Emphysematous cystitis is a rare complication that is almost exclusively seen in diabetic patients, while fungal microorganisms are seldom implicated in its pathogenesis[6]. Still, uncontrolled diabetes is viewed as a major risk factor for an increasing role of Candida species (especially non-albicans species) in this specific pathology. Wang et al[93] described the case of a 53-year-old man with diabetes from China who presented with two rare and concomitant complications of C. tropicalis infection in the urinary tract: a discrete mass known as a fungus ball and emphysematous cystitis. Another study from the United States presented a case of a 49-year-old male with diabetes and emphysematous pyelitis caused by C. tropicalis, where early diagnosis and treatment led to a favorable outcome[94].

Antifungal therapy is often not justified, even in UTIs caused by different types of Candida[95]. The assumption is that people with predisposing factors (e.g., diabetes) should first be treated, which may in turn resolve the infection[96]. For individuals who have symptomatic UTIs caused by Candida spp. and when it is assumed that predisposing factors have been eliminated or at least kept to a minimum, the use of fluconazole is recommended due to the possibility of achieving high concentrations in urine. It can be administered orally, 200-400 mg daily, in a single dose for 14 d.
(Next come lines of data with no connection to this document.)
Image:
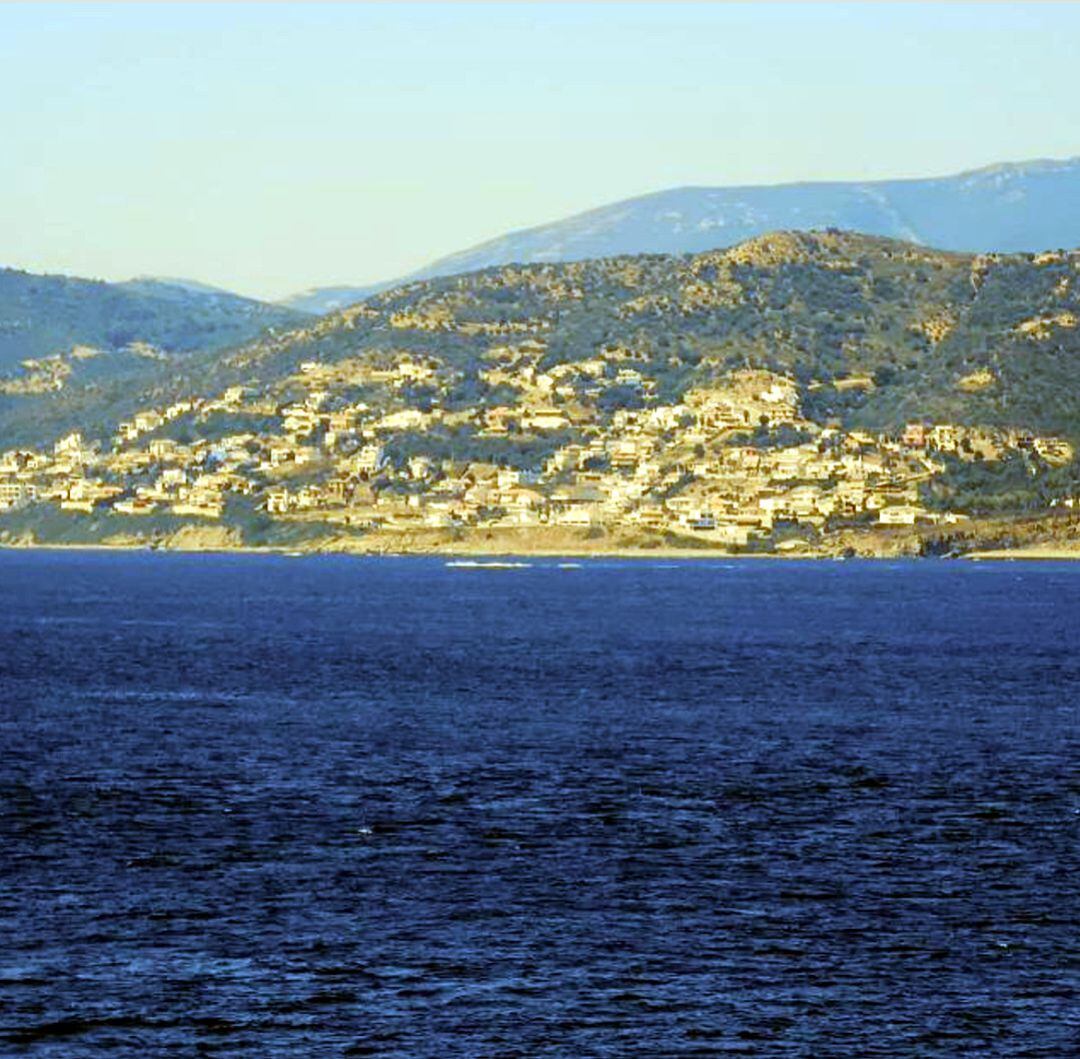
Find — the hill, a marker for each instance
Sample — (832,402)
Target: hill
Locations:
(821,390)
(46,315)
(1002,208)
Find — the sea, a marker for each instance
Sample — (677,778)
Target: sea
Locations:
(261,806)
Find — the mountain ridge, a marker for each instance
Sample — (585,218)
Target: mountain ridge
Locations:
(983,209)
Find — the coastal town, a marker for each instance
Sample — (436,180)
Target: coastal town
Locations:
(370,445)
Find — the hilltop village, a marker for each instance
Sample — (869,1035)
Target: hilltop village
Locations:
(360,448)
(813,393)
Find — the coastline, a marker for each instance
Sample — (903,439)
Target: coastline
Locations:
(1029,554)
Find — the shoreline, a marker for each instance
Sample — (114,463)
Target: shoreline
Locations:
(1027,553)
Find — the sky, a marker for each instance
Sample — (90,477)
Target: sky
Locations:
(272,147)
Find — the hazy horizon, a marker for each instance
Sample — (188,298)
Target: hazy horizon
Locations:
(269,149)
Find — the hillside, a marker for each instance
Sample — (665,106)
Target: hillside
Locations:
(46,315)
(1003,208)
(820,390)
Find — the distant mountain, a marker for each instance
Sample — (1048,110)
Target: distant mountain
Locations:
(321,300)
(46,315)
(1004,208)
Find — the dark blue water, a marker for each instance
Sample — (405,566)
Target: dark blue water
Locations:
(256,806)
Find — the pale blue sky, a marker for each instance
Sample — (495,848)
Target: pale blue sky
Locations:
(273,147)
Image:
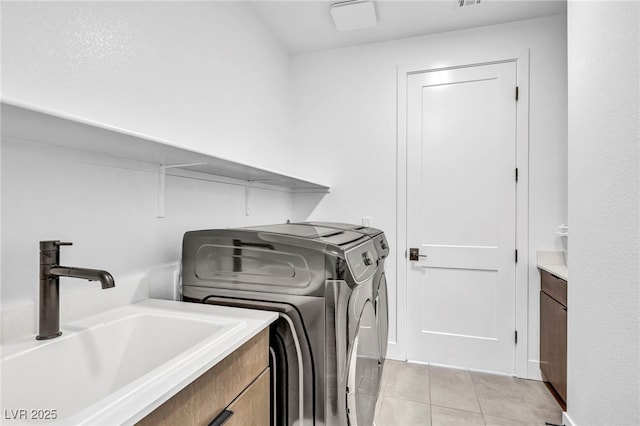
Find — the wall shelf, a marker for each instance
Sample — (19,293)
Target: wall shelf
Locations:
(21,122)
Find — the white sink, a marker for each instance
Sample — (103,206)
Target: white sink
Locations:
(116,367)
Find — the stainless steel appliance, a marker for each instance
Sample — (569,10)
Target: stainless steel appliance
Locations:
(327,282)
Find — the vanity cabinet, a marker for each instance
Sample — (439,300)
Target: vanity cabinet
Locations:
(553,332)
(238,384)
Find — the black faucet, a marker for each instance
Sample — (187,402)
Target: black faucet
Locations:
(50,273)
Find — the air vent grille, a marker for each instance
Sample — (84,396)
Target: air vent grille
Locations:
(465,3)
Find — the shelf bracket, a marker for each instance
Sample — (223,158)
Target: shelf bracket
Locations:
(162,177)
(247,193)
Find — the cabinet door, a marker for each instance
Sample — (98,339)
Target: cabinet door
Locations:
(553,343)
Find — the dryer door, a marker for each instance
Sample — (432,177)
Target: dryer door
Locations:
(362,374)
(382,316)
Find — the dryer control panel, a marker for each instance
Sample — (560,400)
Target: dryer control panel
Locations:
(362,261)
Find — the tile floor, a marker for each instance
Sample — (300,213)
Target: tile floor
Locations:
(417,395)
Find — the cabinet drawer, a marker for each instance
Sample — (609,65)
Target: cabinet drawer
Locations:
(554,287)
(251,408)
(207,396)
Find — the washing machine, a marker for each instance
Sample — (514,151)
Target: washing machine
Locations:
(325,349)
(380,299)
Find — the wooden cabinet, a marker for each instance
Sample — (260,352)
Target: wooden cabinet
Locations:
(238,384)
(553,332)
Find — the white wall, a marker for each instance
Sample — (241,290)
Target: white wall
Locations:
(604,213)
(205,74)
(345,116)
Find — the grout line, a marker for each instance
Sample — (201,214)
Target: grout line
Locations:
(475,391)
(430,400)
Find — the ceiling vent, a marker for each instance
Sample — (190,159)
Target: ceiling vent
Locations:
(354,15)
(465,3)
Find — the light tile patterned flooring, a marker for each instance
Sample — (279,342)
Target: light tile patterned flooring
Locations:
(417,395)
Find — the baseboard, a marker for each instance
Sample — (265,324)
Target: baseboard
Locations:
(533,370)
(392,351)
(566,420)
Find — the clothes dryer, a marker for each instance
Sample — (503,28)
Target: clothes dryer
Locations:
(325,346)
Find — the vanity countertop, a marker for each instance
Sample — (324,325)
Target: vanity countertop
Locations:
(117,366)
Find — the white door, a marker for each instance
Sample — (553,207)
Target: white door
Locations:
(461,210)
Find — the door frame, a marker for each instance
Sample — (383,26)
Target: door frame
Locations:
(398,349)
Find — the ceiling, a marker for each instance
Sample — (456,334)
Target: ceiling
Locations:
(305,26)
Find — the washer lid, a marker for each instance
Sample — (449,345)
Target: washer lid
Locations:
(333,236)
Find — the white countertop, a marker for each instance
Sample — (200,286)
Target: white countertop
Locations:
(554,263)
(84,340)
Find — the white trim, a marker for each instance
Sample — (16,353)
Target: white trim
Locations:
(566,420)
(521,59)
(533,370)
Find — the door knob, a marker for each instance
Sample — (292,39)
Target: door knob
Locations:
(414,254)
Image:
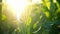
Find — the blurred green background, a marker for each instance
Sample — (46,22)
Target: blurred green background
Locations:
(43,18)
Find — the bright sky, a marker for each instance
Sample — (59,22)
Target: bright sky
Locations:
(17,6)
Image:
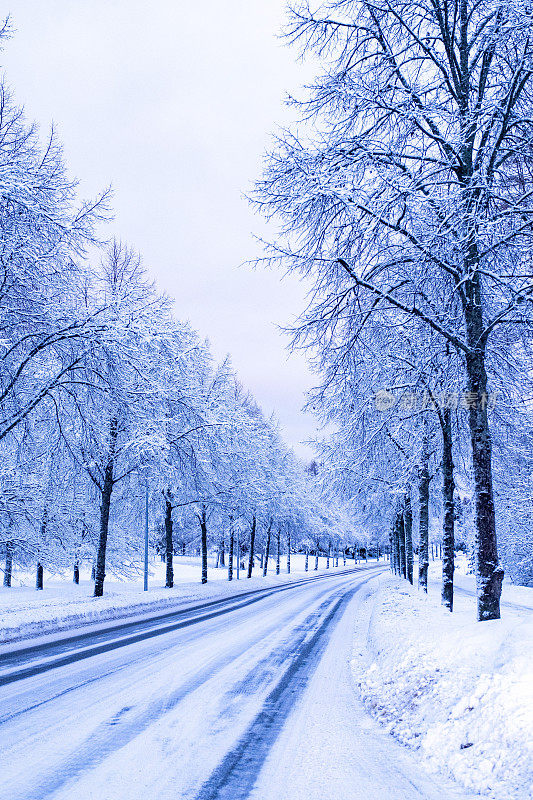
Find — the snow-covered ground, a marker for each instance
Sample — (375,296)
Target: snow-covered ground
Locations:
(255,704)
(63,604)
(458,691)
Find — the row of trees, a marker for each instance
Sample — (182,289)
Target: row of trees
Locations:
(108,402)
(404,197)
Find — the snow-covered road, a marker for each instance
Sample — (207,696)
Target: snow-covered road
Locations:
(251,698)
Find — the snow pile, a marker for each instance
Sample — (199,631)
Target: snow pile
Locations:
(459,691)
(62,605)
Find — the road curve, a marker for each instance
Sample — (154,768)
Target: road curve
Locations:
(249,697)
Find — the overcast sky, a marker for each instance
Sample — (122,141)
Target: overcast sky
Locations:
(174,106)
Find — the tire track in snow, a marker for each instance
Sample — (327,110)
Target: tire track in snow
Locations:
(236,775)
(114,733)
(104,642)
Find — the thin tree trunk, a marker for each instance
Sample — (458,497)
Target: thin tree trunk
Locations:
(105,505)
(8,569)
(203,527)
(408,528)
(397,543)
(39,577)
(447,494)
(267,549)
(169,544)
(391,547)
(401,535)
(252,545)
(423,519)
(230,553)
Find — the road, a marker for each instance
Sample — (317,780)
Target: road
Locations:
(249,697)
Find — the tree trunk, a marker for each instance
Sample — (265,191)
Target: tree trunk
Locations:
(489,575)
(39,576)
(169,544)
(447,495)
(105,505)
(423,520)
(8,569)
(203,527)
(408,528)
(401,535)
(267,550)
(397,543)
(252,545)
(230,553)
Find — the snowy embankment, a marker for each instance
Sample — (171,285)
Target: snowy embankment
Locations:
(458,691)
(63,605)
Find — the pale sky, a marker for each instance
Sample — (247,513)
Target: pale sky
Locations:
(174,106)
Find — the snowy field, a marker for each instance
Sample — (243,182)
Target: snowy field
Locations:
(63,604)
(458,691)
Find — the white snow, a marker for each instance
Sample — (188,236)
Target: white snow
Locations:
(458,691)
(62,604)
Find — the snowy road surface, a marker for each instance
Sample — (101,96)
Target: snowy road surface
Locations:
(247,698)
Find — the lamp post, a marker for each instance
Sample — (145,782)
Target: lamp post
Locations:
(146,538)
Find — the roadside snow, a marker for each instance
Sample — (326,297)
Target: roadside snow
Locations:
(63,605)
(458,691)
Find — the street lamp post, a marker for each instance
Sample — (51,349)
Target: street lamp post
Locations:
(146,538)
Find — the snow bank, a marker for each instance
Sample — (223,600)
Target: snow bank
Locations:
(63,605)
(458,691)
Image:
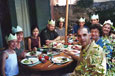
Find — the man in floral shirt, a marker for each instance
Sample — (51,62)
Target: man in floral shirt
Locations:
(92,61)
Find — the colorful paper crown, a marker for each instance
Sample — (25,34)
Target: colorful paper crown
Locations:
(51,22)
(17,29)
(95,16)
(11,37)
(82,19)
(108,22)
(61,19)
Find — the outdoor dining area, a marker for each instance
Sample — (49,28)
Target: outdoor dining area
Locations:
(88,50)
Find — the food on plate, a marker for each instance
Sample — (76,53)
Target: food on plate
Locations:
(77,47)
(33,53)
(60,59)
(43,58)
(28,61)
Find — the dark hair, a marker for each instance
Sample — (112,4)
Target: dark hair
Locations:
(33,27)
(85,28)
(57,23)
(98,27)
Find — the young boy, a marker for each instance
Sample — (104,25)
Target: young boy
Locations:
(9,58)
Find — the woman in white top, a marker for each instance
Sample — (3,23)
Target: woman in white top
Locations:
(9,58)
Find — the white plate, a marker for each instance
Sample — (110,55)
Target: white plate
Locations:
(28,61)
(59,60)
(37,53)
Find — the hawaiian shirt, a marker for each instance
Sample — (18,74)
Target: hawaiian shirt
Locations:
(92,62)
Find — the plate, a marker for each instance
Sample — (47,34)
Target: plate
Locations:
(35,54)
(60,60)
(29,61)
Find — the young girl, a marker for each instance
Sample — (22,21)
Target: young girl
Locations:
(9,58)
(34,40)
(60,29)
(20,43)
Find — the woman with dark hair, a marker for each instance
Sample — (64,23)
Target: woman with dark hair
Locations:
(34,40)
(81,24)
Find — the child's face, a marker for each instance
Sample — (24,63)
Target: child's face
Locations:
(20,36)
(35,32)
(12,44)
(113,36)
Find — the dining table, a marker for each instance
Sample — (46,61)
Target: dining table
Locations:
(48,65)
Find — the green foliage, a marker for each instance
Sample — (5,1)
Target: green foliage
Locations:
(85,3)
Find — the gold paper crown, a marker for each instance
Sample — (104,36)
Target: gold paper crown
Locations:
(61,19)
(51,22)
(95,16)
(82,19)
(108,22)
(11,37)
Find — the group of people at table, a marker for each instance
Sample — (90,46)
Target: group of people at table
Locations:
(93,39)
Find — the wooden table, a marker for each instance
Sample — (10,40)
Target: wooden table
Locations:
(44,66)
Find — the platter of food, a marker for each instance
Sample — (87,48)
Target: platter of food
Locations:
(29,61)
(33,53)
(60,60)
Exceptions are infections caused by C. krusei and C. glabrata, where amphotericin B deoxycholate is often used (due to inadequate urine concentrations of other azole antifungals and echinocandins)[95]. In instances of resistant Candida spp. or in high-risk patients, amphotericin B is given intravenously at a dose of 0.3 to 0.6 mg/kg per day in the case of cystitis and given intravenously in a dose of 0.5 -0.7 mg/kg in the case of pyelonephritis[97]. In the case of resistant pyelonephritis, 25 mg/kg of flucytosine is added orally four times a day. The standard treatment regimen is 2 wk. The patient’s kidney function should be taken into account[98]. The use of flucytosine, although very effective in the eradication of Candida spp., requires extra caution due to the toxicity it possesses[98]. If used alone, resistance to it occurs very quickly, and therefore therapy is not carried out longer than 7-10 d. Also, the drug is administered every 6 h at a dose of 25 mg/kg[99]. It is important to note that the recurrences of infections caused by Candida spp. are very common[100].